There will be no compulsory licensing of the products until 2016 but until then they are not recommended for use, he said.
"We can't recommend these products because their safety and quality is not assured, and so we will recommend that people don't use them," he told a news conference.
The MHRA had decided not to ban the products entirely but to work towards a position where they are licensed, he added.
"Smoking is the riskiest thing you can do - we want to enable people to cut down and quit - we don't think a ban is a proportionate action."
The health campaign body, Action on Smoking and Health (ASH), said the action will ensure promotion to children or non-smokers is prohibited.
Deborah Arnott, chief executive of ASH, said: "MHRA regulation can ensure that adult smokers can continue to be able to buy e-cigarettes as easily as tobacco, but promotion to children or non-smokers will be prohibited."
Chief Medical Officer Professor Dame Sally Davies said with more people using e-cigarettes it was only right that the products were properly regulated to be safe and work effectively.

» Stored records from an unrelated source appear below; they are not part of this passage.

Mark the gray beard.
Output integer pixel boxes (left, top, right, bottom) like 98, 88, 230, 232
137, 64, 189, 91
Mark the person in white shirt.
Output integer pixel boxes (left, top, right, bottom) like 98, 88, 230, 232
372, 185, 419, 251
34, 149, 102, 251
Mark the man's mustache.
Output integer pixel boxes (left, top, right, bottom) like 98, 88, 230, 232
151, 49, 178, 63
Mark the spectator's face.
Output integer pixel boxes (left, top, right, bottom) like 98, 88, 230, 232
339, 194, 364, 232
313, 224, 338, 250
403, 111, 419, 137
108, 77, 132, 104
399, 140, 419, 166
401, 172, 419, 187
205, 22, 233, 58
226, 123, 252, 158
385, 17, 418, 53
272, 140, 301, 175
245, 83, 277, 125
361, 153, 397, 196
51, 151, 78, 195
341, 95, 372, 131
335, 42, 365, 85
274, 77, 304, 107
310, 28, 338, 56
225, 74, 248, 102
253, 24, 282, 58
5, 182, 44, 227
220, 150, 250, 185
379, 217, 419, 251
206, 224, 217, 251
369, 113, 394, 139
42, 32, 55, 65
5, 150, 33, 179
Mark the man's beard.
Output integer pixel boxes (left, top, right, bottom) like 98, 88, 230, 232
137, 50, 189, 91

"Smokers are harmed by the deadly tar and toxins in tobacco smoke, not the nicotine," she said.
"While it's best to quit completely, I realise that not every smoker can and it is much better to get nicotine from safer sources such as nicotine replacement therapy."
Manufacturers of e-cigarettes say the products have the potential to save lives and should not be restricted.
Adrian Everrett, chief executive officer of E-Lites, told the BBC: "So far not one person globally has been killed by an electronic cigarette and yet every 5 minutes in this country alone someone dies from tobacco use.
"To remove or restrict the use or availability of the electronic cigarette from this market would be a significant health loss."
Once licensed, e-cigarettes are expected to remain on sale over-the-counter in the UK.
In some countries, such as New Zealand, e-cigarettes are regulated as medicines and can be purchased only in pharmacies.
In other countries, including Denmark, Canada and Australia, they are subject to restrictions on sale, import and marketing. Complete bans are in place in Brazil, Norway and Singapore.
Dr Mike Knapton, Associate Medical Director at the British Heart Foundation, said more research was needed into the potential health implications of long-term nicotine use.
"The MHRA has rightly addressed the worrying dearth of regulation around nicotine-containing products and electronic cigarettes - an important step to ensuring their safety," he said.
"Marketing of these products must now be closely monitored to ensure non-smokers and children don't end up using them."